Monitoring and Metrics Engineer


Job Summary

In this highly visible role, you will have the responsibility of ensuring that Apple’s world class Silicon Engineering Group will have the infrastructure and tools needed to engineer and design the worlds most advanced silicon devices and products. You will utilize your deep understanding of developing and maintaining monitoring, alerting, and metrics gathering/analysis systems for compute clusters, storage systems, networks, web infrastructure & applications, database servers, and directory services. You will utilize your extensive communication skills to interface with internal teams, enabling Apple’s world-class product development.

Key Qualifications

  • Typically requires at least 5+ years of experience in a large compute environment. Finance, Oil & Gas, Scientific Research, or R&D environments preferred.
  • You will have demonstrated skills in the following areas:
  • •Experience monitoring a large scale distributed computing environment
  • •Ability to correlate event data between network, storage, and systems
  • •Experience with Nagios/Ganglia or similar technologies like Zenoss, Groundwork, Solarwinds
  • •Experience deploying networking monitoring tools for bandwidth, sflow, latency, and snmp alerts a plus
  • •Experience automating the installation and configuration of monitoring systems / agents
  • •Ability to scale monitoring solutions geographically
  • •Experience with aggregation and visualization solutions such as Elasticsearch+Logstash+Kibana or Splunk
  • •Proficient in Ruby, Python, Perl or other common high level scripting language
  • •Experience using configuration management tools like Puppet, Chef, or CFengine
  • •Familiarity with stream processing systems like Kafka, Spark, or Storm for large-scale data analytics
  • •Familiarity with continuous integration / deployment systems such as Jenkins or Travis
  • •Linux system administration experience (RHEL/CentOS preferred)
  • •Understanding of NFS and NAS appliances (NetApp preferred)
  • •Understanding of Layer 2 / Layer 3 networking (Arista or Cisco preferred)
  • •Understanding of revision control systems (SVN, git, Perforce)
  • •Understanding of LDAP (OpenLDAP, DSEE, OpenDirectory)
  • Must be analytical and possess strong organizational / problem-solving skills.

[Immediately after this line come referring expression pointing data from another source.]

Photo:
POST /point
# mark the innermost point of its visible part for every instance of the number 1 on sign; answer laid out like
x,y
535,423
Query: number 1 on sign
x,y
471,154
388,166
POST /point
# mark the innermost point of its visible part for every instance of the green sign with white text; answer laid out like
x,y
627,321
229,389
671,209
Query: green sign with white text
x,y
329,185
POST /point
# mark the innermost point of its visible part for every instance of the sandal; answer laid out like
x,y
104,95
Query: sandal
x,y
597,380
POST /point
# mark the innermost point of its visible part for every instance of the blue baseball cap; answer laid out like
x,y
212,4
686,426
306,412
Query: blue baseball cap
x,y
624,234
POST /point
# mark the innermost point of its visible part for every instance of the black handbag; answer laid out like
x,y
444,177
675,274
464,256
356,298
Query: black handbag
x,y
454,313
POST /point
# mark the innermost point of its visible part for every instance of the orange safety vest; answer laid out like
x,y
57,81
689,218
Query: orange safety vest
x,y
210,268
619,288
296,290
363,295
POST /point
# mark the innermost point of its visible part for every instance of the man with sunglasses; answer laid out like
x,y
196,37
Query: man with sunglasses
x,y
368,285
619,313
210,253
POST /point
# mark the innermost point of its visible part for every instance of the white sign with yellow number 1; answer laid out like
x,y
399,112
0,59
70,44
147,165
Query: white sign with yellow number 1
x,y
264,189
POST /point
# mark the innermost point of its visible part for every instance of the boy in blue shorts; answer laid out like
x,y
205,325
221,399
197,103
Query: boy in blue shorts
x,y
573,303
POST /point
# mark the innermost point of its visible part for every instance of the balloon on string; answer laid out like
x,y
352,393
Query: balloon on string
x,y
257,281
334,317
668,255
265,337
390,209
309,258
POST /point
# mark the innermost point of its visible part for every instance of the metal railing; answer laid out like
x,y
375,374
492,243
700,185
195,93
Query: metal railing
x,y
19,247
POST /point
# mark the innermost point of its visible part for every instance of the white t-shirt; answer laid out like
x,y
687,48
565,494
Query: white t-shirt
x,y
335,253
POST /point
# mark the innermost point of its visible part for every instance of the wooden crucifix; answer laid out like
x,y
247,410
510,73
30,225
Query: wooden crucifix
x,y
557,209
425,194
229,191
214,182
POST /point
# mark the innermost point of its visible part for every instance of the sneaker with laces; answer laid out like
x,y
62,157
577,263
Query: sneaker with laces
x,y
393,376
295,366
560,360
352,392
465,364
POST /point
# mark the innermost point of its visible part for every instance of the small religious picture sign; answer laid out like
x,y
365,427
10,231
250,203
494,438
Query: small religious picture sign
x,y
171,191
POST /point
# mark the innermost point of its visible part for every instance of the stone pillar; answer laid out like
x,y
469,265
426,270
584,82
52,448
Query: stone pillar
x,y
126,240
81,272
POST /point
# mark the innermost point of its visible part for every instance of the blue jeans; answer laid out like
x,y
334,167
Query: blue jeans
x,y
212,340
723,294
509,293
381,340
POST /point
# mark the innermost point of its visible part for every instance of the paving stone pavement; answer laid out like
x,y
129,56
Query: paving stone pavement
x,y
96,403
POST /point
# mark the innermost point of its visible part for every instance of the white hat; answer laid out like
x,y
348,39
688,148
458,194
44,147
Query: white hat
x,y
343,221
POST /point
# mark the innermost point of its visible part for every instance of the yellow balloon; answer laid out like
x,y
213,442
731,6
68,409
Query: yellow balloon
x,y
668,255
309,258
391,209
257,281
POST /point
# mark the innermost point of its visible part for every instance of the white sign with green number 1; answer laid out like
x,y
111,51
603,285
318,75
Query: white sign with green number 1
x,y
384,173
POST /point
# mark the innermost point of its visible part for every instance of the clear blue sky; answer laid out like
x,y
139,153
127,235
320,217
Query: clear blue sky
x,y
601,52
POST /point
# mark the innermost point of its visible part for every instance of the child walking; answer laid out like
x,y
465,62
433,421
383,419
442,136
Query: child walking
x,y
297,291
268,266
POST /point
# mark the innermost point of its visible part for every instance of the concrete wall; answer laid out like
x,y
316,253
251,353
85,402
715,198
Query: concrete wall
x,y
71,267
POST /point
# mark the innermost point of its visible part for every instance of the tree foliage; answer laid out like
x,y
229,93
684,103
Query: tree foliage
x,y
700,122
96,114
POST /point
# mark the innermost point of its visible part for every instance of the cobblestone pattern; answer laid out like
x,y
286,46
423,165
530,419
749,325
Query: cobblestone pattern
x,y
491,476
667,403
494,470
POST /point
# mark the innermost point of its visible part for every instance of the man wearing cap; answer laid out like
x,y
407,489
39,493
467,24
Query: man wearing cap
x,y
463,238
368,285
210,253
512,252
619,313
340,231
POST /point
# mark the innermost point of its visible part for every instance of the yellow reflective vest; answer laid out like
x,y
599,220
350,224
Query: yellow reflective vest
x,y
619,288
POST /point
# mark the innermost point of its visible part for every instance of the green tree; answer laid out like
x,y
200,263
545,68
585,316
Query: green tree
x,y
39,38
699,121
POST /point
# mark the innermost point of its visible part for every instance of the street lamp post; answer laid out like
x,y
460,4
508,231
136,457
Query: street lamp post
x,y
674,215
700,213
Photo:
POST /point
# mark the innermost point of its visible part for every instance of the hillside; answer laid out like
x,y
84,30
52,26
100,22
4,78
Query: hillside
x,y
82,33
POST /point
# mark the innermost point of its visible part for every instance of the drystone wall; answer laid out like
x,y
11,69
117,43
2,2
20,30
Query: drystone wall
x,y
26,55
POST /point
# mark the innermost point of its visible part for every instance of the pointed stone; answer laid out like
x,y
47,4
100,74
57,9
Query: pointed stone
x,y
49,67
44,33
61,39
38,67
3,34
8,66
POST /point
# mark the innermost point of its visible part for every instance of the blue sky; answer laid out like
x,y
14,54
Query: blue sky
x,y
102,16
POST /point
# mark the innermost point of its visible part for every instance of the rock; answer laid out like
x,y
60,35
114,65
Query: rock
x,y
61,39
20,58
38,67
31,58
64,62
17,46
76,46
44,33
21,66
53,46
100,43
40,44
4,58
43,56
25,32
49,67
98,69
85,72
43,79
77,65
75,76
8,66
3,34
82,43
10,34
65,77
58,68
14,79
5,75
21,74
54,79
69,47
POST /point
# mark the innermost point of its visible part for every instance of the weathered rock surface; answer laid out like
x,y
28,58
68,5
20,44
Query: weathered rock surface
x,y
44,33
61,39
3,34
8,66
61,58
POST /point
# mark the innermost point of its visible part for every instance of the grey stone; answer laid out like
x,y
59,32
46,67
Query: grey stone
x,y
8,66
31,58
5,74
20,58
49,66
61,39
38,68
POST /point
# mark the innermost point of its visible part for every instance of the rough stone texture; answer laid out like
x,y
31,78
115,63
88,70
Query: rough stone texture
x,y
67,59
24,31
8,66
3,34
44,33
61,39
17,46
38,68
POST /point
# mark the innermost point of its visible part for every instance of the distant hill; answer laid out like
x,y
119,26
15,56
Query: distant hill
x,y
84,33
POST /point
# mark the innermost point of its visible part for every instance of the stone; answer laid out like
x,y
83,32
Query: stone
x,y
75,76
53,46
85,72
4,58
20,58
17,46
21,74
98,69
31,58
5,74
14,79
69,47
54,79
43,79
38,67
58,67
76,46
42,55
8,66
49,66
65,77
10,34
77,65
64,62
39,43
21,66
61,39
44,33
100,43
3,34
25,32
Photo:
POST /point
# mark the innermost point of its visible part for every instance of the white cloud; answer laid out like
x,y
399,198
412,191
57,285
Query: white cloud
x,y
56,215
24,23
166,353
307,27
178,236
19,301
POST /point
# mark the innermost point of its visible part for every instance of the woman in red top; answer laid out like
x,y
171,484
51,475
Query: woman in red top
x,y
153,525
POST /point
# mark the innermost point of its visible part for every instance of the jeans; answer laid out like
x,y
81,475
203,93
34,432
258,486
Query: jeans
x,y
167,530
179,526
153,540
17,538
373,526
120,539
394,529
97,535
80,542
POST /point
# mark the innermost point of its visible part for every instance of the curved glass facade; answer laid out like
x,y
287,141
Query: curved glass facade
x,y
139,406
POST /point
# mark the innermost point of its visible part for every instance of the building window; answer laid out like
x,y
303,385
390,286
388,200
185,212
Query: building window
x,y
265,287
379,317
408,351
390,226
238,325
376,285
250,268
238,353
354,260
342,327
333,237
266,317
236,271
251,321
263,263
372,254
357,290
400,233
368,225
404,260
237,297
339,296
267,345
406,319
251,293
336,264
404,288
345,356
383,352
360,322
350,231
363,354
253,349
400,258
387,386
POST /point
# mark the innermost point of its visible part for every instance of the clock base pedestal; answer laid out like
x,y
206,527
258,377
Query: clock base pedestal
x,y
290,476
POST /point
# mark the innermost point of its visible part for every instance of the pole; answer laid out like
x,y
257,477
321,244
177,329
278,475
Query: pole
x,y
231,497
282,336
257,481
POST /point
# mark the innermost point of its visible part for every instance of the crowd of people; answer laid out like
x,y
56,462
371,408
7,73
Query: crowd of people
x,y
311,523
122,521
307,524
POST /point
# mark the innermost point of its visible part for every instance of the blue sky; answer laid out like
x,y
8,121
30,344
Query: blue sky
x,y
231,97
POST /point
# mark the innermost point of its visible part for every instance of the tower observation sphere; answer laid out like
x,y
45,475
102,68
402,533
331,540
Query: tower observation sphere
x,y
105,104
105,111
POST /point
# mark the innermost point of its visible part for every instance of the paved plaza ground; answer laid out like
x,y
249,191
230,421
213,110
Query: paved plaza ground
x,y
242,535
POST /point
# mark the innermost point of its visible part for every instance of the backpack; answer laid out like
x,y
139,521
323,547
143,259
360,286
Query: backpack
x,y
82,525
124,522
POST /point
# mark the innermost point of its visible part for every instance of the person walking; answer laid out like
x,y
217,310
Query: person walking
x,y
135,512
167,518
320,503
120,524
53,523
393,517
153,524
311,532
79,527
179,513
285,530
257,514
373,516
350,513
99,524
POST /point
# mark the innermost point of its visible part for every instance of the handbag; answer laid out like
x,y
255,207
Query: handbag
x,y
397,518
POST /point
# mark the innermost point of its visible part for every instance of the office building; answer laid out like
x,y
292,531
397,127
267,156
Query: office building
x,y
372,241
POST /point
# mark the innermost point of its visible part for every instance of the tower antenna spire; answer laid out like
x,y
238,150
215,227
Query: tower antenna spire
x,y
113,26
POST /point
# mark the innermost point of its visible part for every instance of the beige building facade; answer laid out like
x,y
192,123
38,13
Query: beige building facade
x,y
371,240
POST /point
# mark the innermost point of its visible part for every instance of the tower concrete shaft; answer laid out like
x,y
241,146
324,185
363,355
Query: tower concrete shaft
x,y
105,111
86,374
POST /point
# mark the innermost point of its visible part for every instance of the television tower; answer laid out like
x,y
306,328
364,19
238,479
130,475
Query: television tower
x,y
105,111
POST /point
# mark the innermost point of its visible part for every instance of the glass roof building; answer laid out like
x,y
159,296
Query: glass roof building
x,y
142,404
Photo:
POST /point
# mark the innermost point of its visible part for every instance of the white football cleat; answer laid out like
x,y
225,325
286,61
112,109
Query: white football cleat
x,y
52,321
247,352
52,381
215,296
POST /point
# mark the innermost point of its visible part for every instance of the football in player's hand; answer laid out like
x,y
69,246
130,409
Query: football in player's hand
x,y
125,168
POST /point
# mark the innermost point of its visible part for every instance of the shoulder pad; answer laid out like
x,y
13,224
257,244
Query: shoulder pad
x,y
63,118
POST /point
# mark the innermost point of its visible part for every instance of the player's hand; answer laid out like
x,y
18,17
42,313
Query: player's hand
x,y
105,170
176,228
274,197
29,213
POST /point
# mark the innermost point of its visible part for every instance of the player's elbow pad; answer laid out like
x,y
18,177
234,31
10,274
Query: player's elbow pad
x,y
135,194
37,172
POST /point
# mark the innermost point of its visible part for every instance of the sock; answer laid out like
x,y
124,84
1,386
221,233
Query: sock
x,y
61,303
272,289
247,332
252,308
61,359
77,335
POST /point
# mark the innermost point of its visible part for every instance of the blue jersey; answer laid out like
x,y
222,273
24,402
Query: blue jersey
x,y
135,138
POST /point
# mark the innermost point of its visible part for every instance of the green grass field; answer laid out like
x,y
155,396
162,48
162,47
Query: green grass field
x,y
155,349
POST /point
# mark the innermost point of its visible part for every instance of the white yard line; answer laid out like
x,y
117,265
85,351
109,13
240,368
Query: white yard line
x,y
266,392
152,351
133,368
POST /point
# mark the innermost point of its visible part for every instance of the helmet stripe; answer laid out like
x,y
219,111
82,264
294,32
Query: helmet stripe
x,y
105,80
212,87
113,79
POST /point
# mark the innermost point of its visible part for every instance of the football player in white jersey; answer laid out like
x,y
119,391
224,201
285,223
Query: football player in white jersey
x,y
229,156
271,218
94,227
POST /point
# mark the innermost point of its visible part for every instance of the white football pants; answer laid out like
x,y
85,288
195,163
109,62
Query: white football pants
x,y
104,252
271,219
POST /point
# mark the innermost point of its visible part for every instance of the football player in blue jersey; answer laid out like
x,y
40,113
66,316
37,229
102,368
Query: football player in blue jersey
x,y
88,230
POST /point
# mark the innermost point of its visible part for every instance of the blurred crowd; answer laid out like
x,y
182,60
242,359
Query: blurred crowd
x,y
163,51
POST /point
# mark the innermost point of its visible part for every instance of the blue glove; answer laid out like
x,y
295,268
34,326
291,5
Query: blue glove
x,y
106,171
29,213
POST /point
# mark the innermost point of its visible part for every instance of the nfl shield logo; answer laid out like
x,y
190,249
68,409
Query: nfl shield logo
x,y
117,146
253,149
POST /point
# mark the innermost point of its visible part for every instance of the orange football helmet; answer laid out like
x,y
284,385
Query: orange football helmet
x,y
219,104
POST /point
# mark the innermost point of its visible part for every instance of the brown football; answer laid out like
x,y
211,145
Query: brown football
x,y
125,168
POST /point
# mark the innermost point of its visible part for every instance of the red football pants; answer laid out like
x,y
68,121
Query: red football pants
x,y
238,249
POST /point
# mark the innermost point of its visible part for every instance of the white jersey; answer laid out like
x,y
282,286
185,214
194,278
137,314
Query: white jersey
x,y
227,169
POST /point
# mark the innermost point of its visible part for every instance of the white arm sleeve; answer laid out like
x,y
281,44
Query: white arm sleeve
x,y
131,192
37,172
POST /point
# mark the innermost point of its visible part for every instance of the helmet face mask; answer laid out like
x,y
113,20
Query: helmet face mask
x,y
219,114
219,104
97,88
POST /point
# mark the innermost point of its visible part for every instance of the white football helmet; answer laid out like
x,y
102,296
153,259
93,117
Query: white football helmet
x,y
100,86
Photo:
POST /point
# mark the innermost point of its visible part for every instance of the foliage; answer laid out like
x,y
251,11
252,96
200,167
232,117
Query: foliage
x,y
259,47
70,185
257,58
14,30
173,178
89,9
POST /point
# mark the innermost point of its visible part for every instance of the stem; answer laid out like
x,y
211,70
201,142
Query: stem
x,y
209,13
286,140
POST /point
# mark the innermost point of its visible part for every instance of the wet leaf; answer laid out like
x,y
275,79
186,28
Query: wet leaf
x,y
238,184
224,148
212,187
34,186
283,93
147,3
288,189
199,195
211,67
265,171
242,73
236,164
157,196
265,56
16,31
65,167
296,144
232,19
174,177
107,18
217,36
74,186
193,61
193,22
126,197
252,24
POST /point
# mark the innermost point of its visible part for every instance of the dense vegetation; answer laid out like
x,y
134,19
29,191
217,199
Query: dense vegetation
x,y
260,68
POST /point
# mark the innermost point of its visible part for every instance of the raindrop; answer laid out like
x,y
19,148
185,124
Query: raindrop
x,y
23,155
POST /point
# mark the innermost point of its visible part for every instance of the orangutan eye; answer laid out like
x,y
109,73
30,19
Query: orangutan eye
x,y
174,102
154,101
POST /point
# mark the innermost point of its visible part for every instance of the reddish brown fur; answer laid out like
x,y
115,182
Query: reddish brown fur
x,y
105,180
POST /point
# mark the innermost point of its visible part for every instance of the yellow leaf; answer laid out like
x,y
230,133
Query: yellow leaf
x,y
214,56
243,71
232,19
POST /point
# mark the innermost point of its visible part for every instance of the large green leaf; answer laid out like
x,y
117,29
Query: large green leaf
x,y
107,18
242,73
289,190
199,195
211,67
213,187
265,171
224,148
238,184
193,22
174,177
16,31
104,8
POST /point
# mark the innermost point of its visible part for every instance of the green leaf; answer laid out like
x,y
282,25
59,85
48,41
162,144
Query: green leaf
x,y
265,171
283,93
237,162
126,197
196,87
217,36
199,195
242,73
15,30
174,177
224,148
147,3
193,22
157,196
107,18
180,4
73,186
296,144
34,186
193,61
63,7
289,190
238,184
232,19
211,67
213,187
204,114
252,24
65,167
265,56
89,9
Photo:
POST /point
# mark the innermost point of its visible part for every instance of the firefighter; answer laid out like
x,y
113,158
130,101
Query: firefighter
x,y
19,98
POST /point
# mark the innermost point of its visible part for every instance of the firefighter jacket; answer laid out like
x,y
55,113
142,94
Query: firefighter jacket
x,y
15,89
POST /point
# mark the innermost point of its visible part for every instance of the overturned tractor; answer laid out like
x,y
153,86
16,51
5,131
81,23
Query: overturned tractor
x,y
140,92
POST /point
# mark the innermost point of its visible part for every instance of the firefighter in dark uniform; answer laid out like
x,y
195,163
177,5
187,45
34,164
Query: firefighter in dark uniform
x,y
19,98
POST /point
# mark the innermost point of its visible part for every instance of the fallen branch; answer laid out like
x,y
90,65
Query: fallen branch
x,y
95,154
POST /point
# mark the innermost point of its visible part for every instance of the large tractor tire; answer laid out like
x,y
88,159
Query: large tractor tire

You will be responsible for supporting an internal CSE, SRE, and Architecture teams by deploying, enhancing, maintaining, and tuning monitoring, alerting, and metrics gathering / analysis tools. Your role will directly impact the development, enhancement and maintenance of compute clusters, storage systems, network interconnects, LAMP stacks, and directory services.


MS/BS Degree or equivalent